Luisa Oprandi, Nicola Milana e Luca Conte del Partito Democratico bocciano la proposta di chiudere le scuole De Amicis e Cairoli, bollando come "altamente scorretto" operare queste scelte senza interpellare i diretti interessati

Il PD varesino interviene nuovamente sulla questione scuole, al centro dell’attenzione in questo inizio di anno scolastico con i tagli imposti dal governo per ragioni di spesa. In un comunicato sottoscritto da Luisa Oprandi, Nicola Milana e Luca Conte (portavoce e membri del Circolo PD Varese 3), anche a nome dei consiglieri provinciali, comunali e di circoscrizione del partito Democratico, si interviene in merito alla proposta di chiusura di quattro scuole elementari cittadine, tra cui la “De Amicis” di Valle Olona e la “Cairoli” di Biumo Inferiore (entrambe collocate nell’ambito territoriale del Circolo Varese 3 ).
 
I tre si dichiarano "totalmente contrari alla proposta di chiusura delle due scuole cittadine, ritenendole insostituibili luoghi di formazione, integrazione e sviluppo del senso di appartenenza alla collettività, soprattutto nel contesto delle realtà rionali". Partendo dal dato numerico di 23 bambini in uscita dalla scuola materna di Valle Olona, "ritengono che ciò non sia stato assolutamente preso in considerazione nell’effettuare le scelte future e che, anzi, l’anticipazione della chiusura abbia fortemente danneggiato le famiglie del rione, che hanno dovuto preoccuparsi per trovare delle soluzioni, tutte all’insegna dell’iscrizione in scuole non del rione".

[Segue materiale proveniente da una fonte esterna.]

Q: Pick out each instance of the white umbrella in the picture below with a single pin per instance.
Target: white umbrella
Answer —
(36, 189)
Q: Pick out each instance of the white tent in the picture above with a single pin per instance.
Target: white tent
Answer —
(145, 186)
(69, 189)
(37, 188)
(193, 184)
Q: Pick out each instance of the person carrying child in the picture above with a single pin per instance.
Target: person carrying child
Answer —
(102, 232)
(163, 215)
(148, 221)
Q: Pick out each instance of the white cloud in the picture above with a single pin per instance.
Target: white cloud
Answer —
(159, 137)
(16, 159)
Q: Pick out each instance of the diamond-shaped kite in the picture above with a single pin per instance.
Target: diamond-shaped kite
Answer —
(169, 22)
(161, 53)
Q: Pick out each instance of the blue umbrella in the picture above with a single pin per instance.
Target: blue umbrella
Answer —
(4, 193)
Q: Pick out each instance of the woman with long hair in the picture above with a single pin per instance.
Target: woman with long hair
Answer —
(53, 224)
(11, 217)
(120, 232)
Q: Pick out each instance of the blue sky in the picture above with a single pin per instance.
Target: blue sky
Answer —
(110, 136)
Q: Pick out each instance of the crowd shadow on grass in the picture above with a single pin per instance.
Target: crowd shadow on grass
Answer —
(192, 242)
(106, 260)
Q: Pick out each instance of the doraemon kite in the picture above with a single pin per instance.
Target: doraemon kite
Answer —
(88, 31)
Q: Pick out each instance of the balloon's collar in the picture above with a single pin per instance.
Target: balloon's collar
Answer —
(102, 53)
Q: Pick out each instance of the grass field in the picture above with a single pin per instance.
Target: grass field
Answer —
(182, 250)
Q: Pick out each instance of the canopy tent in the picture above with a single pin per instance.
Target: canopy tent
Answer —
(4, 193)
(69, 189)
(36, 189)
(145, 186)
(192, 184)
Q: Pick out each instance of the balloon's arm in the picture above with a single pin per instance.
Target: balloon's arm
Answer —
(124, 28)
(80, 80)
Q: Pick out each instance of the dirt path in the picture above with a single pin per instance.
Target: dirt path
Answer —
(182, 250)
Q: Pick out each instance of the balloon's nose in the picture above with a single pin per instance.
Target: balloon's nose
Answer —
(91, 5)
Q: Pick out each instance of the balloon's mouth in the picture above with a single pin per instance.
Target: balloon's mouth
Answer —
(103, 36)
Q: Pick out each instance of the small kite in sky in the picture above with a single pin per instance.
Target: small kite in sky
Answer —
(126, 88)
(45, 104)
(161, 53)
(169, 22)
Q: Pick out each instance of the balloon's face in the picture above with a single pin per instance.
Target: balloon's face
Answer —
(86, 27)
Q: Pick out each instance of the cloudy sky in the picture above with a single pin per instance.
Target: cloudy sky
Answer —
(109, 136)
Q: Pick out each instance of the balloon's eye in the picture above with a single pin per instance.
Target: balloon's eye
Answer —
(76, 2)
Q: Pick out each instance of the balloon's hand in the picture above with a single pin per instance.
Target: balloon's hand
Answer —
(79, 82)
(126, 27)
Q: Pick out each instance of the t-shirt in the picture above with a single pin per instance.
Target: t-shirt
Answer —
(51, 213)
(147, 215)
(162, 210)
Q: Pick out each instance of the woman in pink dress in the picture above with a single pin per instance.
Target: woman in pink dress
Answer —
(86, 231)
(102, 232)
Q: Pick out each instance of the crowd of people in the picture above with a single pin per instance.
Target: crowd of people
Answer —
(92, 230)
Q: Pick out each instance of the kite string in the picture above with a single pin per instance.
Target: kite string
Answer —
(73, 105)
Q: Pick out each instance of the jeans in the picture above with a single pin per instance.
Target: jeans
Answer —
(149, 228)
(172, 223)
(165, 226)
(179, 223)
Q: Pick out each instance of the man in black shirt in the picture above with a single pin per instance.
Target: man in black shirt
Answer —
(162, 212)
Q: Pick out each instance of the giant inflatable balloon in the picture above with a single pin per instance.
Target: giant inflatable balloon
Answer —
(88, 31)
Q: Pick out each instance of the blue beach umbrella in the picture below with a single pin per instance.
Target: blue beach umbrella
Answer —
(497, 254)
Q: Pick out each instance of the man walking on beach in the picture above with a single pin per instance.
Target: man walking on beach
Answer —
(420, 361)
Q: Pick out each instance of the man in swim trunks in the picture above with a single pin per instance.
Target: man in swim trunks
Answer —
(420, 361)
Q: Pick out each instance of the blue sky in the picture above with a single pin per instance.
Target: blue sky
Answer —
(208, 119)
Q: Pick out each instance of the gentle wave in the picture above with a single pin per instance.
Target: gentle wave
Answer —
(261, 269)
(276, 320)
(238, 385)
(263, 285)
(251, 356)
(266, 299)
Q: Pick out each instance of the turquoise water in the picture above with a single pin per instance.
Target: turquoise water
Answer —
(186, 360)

È loro evidente invece "la necessità che l’Amministrazione pubblica, proprio perchè al servizio della cittadinanza, debba mettere in atto forme esplicite, evidenti e condivise di promozione e valorizzazione delle scuole rionali, in accordo con le Direzioni scolastiche, per garantire un servizio di qualità e per tutti". Tanto più che la scelta della chiusura "cade oltretutto in un momento di grave e diffusa difficoltà economica che investe pesantemente anche la cittadinanza della nostra provincia e della nostra città: chiudere due scuole rionali significa obbligare le famiglie a sforzi economici suppletivi e proprio in momenti di estrema precarietà". Col che viene giudicato "altamente scorretto nei confronti delle famiglie avere operato tutte le scelte senza interpellarle, senza fare una adeguata valutazione di quanto le decisioni prese in sede amministrativa avrebbero creato problemi alle famiglie stesse e soprattutto a bambini piccoli, costretti a non trovare un ambito di crescita nel loro rione, ma, giocoforza, a spostarsi in altri contesti. Le famiglie per farsi sentire hanno dovuto trovare forme di protesta corretta, pacifica ma forzando il confronto con i pubblici amministratori".
Oprandi, Milana e Conte concludono esprimendo l’opinione che l’attenzione dell’Amministrazione per il territorio "debba essere focalizzata primariamente alle persone e ai loro bisogni, proprio a partire dai cittadini più indifesi, siano essi i bambini, gli anziani, i disabili, le persone economicamente in difficoltà. Ma contemporaneamente e nel caso specifico della nostra città, che è caratterizzata dalla costruzione urbana per rioni, sottolineano la necessità che sia tenuta in alta considerazione anche l’esigenza di non creare le condizioni perchè questi stessi rioni possano progressivamente essere dimenticati e diventare dei dormitori. Con queste motivazioni il Partito Democratico, nelle sedi istituzionali e nelle iniziative messe in atto, è da mesi è al fianco delle famiglie che stanno lottando per evitare la chiusura delle scuole elementari nella nostra città".